Face aux atrocités commises, face aux larmes de l’artiste, face au sang coulant le long de sa peau, le groupe se scinda. D’un côté, les agresseurs, de l’autre les protecteurs. Certains la soignèrent, d’autres rièrent. Les protecteurs prirent le dessus lorsqu’à la vue de l’arme prête à l’emploi au contact du visage de Marina Abramovic, le doigt déposé sur la détente, la conscience humaine repris le dessus.
L’artiste raconte qu’une fois rentrée ce soir là, elle observa un premier cheveux blanc dans le miroir; “Il aura fallu six heures pour blanchir mes cheveux. Ce travail révèle ce qu’il y a de plus horrible chez les gens. Cela montre à quelle vitesse quelqu’un peut se décider à te blesser lorsqu’il le peut. Cela montre à quel point il est facile de déshumaniser quelqu’un qui ne se défend pas. Cela montre que la majorité des gens ‘normaux’ peuvent devenir très violents en public si on leur en donne la possibilité”.
Les spectateurs se sont trouvés dans une salle, libres de tout, coupables de rien. Dans un laps de temps imparti, ils ont joué non seulement d’une artiste, mais surtout d’un humain. Ils ont pensé son destin, sans penser son humanité. Dans une salle, vide de normes sociales, ils se sont libérés de leurs surmois. Ils ont agit, tel que la petite voix dans leurs têtes leur disait. Compulsivement peut-être? Par effet de groupe peut-être? Ou, finalement, n’est-ce pas parce que l’Homme, sans la société, sans le droit, sans le jugement, n’est qu’animal en quête de puissance?

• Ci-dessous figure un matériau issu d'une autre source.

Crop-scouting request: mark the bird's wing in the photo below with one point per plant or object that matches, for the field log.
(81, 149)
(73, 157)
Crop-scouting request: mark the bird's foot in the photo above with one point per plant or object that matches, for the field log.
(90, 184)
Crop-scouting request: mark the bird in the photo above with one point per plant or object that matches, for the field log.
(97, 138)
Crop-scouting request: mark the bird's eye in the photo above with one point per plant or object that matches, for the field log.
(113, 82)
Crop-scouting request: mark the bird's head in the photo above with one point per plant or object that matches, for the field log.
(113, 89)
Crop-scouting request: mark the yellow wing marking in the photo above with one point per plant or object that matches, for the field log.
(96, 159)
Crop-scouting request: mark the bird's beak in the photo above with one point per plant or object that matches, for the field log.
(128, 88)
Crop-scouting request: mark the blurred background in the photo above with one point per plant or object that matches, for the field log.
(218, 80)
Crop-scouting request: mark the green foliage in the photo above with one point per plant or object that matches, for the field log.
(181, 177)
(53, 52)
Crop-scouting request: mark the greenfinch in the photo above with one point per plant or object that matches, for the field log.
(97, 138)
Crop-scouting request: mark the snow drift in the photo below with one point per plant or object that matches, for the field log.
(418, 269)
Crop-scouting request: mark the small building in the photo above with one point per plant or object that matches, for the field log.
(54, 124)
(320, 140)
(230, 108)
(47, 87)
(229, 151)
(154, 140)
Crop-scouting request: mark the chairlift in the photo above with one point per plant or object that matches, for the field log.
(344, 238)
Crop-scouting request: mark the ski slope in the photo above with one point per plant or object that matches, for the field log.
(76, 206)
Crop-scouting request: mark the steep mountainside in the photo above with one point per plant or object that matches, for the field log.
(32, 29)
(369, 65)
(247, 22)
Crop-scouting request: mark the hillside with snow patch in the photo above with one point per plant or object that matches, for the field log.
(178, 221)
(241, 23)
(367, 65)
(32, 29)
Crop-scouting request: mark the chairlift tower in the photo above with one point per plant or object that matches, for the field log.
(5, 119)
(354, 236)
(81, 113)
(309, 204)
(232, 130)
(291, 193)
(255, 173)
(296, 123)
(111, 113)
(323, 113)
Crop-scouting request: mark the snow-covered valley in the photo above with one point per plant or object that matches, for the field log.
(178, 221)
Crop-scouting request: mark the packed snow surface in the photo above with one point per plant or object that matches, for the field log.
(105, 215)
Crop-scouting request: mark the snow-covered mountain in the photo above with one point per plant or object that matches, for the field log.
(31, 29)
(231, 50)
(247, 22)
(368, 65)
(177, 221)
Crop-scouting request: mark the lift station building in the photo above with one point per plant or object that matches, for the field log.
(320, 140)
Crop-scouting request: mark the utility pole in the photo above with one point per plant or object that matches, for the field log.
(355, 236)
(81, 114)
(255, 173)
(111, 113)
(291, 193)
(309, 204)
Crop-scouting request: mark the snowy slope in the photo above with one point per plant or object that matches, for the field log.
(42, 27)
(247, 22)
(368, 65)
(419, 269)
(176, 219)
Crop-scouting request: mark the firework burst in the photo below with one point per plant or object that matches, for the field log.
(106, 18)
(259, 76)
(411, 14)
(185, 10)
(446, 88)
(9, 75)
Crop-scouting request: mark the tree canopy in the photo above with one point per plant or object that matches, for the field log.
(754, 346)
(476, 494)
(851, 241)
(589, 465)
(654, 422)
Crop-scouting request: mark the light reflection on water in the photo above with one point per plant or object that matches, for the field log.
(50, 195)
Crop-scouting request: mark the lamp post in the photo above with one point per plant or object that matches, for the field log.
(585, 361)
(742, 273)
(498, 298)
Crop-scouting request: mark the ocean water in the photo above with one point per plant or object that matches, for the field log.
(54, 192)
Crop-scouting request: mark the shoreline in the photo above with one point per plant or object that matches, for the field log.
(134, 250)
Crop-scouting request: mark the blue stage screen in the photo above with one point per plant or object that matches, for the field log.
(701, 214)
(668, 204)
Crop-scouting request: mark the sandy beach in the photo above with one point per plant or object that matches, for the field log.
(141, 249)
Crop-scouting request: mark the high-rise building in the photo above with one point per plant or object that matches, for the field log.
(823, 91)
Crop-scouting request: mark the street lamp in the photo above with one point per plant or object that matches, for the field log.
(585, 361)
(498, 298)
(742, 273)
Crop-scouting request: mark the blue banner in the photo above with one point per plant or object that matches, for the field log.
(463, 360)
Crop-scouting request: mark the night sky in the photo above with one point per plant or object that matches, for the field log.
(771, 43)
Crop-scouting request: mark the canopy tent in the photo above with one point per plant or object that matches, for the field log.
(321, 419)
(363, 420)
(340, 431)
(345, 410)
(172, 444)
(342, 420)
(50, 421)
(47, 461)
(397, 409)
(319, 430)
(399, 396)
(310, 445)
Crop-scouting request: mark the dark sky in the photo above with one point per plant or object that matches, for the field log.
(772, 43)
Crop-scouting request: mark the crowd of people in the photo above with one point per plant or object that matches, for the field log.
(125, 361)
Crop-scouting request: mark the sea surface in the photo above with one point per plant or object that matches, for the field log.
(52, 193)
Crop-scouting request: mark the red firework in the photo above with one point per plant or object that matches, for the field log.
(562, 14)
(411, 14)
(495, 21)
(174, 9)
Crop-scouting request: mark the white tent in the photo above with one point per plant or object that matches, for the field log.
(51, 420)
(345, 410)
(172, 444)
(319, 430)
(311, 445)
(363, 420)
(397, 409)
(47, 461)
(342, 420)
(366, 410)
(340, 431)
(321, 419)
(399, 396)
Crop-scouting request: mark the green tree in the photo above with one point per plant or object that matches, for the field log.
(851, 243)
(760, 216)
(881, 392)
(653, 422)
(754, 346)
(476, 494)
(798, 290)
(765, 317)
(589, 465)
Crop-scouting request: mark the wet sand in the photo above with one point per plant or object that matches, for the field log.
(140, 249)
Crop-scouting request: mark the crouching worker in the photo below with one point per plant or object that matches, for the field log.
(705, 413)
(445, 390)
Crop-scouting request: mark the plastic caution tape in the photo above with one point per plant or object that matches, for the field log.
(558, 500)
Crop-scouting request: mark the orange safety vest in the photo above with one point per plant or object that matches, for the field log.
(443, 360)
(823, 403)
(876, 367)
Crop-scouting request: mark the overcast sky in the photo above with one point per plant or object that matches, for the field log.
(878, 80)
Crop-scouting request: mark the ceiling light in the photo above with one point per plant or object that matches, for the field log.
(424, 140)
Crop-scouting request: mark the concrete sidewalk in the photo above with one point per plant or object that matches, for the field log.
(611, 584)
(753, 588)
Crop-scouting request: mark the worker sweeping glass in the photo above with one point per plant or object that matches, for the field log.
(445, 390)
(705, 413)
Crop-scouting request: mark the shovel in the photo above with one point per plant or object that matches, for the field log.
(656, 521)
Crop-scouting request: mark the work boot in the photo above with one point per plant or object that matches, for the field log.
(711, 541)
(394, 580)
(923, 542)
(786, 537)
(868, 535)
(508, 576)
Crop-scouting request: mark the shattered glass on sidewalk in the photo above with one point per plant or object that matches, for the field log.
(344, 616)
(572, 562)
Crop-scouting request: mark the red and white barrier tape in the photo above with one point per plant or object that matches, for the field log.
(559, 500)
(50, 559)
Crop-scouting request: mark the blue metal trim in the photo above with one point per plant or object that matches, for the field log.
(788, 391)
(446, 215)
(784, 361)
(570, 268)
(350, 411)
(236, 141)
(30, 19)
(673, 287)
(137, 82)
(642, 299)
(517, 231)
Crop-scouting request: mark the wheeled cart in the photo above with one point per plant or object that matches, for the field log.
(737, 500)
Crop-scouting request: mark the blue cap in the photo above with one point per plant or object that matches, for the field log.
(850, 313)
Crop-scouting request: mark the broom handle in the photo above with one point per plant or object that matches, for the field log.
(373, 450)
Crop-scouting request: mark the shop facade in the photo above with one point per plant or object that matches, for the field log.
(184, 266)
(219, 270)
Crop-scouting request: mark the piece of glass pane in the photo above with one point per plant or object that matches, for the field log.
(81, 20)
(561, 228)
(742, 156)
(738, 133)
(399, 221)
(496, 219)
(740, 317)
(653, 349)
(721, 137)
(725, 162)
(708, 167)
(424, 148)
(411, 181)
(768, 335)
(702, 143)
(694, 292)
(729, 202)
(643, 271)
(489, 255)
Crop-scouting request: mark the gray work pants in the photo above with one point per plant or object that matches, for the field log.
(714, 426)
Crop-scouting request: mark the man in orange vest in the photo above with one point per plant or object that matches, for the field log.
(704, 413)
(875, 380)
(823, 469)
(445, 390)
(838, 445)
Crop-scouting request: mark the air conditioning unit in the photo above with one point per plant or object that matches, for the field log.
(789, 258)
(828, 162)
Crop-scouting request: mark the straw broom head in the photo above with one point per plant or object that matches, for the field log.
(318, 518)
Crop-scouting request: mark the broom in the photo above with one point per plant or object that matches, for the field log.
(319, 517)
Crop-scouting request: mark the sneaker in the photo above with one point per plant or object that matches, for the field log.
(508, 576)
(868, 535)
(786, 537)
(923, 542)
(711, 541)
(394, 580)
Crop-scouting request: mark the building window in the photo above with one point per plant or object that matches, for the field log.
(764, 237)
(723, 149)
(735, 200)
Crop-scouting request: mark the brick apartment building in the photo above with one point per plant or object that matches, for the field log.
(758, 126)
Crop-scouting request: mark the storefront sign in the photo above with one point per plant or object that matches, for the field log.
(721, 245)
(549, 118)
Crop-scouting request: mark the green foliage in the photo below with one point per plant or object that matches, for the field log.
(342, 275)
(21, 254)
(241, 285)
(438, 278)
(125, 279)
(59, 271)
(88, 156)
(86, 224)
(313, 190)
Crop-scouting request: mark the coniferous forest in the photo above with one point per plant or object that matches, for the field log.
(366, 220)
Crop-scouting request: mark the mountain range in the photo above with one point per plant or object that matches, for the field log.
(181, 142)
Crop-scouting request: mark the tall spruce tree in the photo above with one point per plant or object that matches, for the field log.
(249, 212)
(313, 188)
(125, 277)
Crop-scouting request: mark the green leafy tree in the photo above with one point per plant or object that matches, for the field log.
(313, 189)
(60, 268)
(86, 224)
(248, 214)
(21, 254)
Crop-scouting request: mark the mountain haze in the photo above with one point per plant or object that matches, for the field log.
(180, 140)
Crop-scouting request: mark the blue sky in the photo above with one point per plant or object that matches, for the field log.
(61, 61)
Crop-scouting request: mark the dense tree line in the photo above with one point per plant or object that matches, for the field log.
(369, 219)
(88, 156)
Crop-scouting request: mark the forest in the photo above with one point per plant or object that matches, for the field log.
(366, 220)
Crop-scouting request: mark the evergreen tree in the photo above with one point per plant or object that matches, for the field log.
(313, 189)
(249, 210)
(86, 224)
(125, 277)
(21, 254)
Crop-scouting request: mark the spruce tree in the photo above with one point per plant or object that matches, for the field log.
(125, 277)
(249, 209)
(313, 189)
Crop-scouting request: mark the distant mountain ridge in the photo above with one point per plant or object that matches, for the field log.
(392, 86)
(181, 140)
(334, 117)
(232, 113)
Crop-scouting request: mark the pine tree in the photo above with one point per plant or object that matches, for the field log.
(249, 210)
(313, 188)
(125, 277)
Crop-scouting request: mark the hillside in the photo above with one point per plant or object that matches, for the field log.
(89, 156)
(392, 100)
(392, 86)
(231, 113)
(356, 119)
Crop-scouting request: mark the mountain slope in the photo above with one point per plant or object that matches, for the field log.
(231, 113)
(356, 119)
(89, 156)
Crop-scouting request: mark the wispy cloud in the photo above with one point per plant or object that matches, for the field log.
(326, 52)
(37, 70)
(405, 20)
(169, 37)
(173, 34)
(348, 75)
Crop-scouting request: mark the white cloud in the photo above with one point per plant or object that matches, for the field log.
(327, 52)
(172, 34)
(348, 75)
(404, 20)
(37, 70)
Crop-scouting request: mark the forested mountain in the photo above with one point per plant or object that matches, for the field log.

Afin de stimuler votre crise existentielle, je vous demande d’aller plus loin. Plus que de seulement poser votre regard sur les tortionnaires, questionnez-vous: qu’auriez vous fait? De notre point de vue, nous aurions tous été protecteurs, tous à l’affût des dérives, prêts à protéger Marina Abramovic, menant à bien la soif de préserver son humanité. Pourtant, il est bien facile de penser de la sorte.
Alors voilà, je vous le demande: qu’auriez-vous réellement fait, vous, votre surmoi et votre moi, en cette soirée de 1974, dans cette salle lugubre de la Galleria Studio Morra? Qu’auriez-vous fait dans une ère sans technologie, où l’anonymat joue de votre conscience humaine? Qu’auriez-vous fait?